Hi Everyone! Welcome back. We’re wrapping up our discussion on Understanding Substance Use Disorders. You can take a look at the previous posts in the series by clicking the link below. This is a short post, but feel free to like or share on social media. You can also subscribe to the blog, and feel free to start up a discussion in the comments section.
Pharmacological criteria are described as either Tolerance or Withdrawal Symptoms. The other criteria we’ve looked at describe interactions with the world around you—your family, your job, your hobbies, or other aspects in your life you value. Pharmacological criteria refer to the physiological affect that substances can have on your body.
Tolerance is defined in two ways:
A need for markedly increased amounts of a substance to achieve the desired effect OR
A markedly diminished effect with continued use of the same amount of a substance.
This phenomenon has to do with brain chemistry, and I’m currently working on a video or infographic to explain exactly how that happens. Basically, all drugs of abuse create adaptations in your brain that lower the amount of naturally occurring feel-good hormones. That’s because your brain is compensating for the fact that drugs of abuse cause an unnatural and temporary huge increase in your feel-good hormones. This means that with long-term use your feel-good hormones get lower and lower. Eventually, you get to a point where you are using substances to feel normal, or increasing the amount you use to get a similar feeling. Don’t worry if it seems confusing. We’ll talk more about it later.
Withdrawal is defined in two ways. The first is:
You experience the characteristic withdrawal syndrome for a given substance.
Withdrawal symptoms vary for different drugs. With alcohol you could experience seizures or delirium tremens.
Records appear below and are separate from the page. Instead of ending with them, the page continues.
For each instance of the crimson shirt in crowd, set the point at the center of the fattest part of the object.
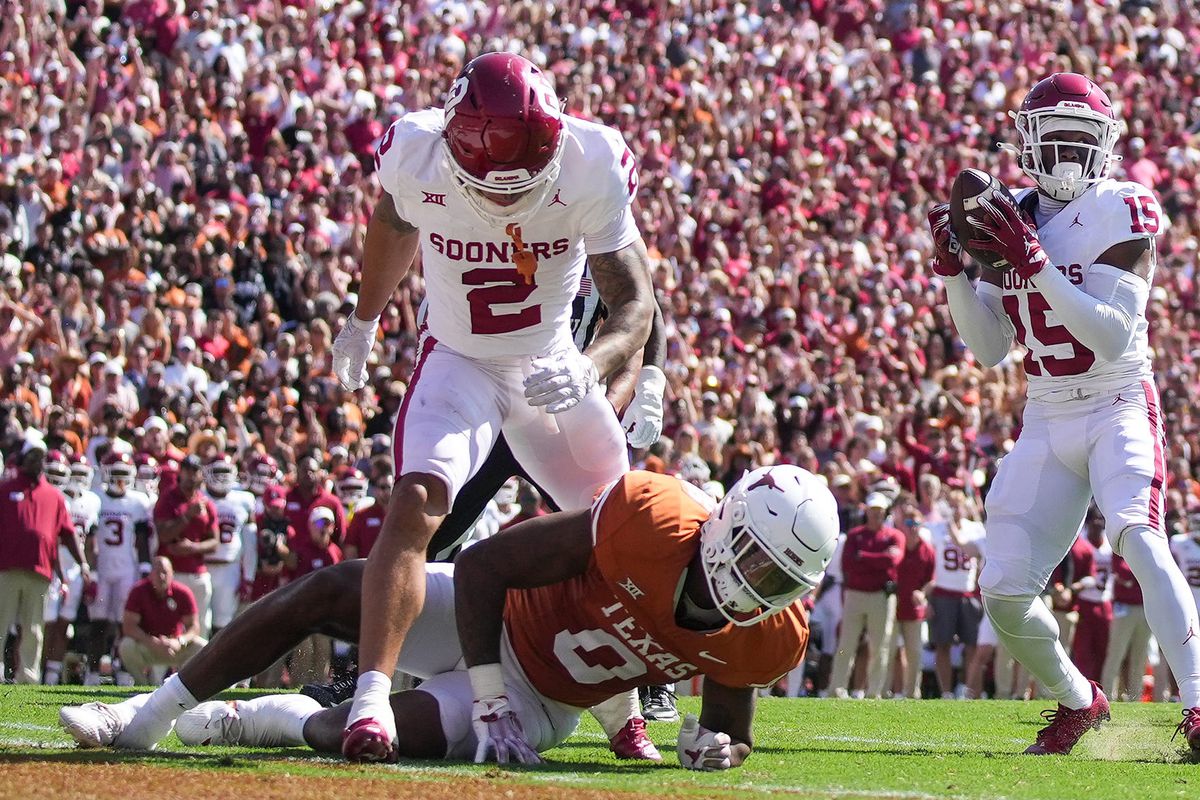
(1125, 587)
(865, 563)
(915, 571)
(161, 615)
(365, 528)
(310, 557)
(33, 518)
(300, 505)
(173, 505)
(1079, 563)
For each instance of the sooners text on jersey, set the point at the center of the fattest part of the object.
(479, 302)
(1108, 214)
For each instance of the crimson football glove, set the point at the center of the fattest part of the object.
(1005, 232)
(947, 251)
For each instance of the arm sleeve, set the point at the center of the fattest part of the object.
(981, 319)
(1102, 314)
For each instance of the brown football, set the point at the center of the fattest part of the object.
(965, 193)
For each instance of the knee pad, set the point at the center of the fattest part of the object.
(1023, 618)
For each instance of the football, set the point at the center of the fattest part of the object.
(969, 187)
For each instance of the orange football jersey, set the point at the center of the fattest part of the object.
(613, 627)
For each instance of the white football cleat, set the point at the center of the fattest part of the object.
(91, 725)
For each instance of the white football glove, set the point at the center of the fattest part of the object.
(643, 417)
(351, 350)
(561, 380)
(701, 749)
(498, 731)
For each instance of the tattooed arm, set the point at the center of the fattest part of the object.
(388, 254)
(623, 278)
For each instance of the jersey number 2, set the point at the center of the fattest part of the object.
(499, 286)
(1037, 335)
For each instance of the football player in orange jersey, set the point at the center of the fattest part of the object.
(652, 583)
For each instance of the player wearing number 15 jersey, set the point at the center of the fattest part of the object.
(504, 197)
(1080, 256)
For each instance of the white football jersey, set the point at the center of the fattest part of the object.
(479, 304)
(1187, 554)
(84, 512)
(953, 569)
(235, 510)
(1103, 563)
(117, 551)
(1055, 364)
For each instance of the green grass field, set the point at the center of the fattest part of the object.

Alcohol is considered by many professionals to be one of the most dangerous detoxes a person can go through. Heroin withdrawal includes body pains, diarrhea, nausea and vomiting. All drugs have emotional withdrawal symptoms as well. This includes cravings. Physical and emotional withdrawal symptoms with vary from person to person and substance to substance.
The second way withdrawal is defined is:
The substance or a closely related substance (alcohol and benzos, heroin and methadone) is taken to relieve or avoid withdrawal symptoms.
This is pretty self-explanatory, and is often medically necessary. When a person goes into a medically supervised detox, medications are often used to counteract withdrawal symptoms and wean a person off substances of abuse.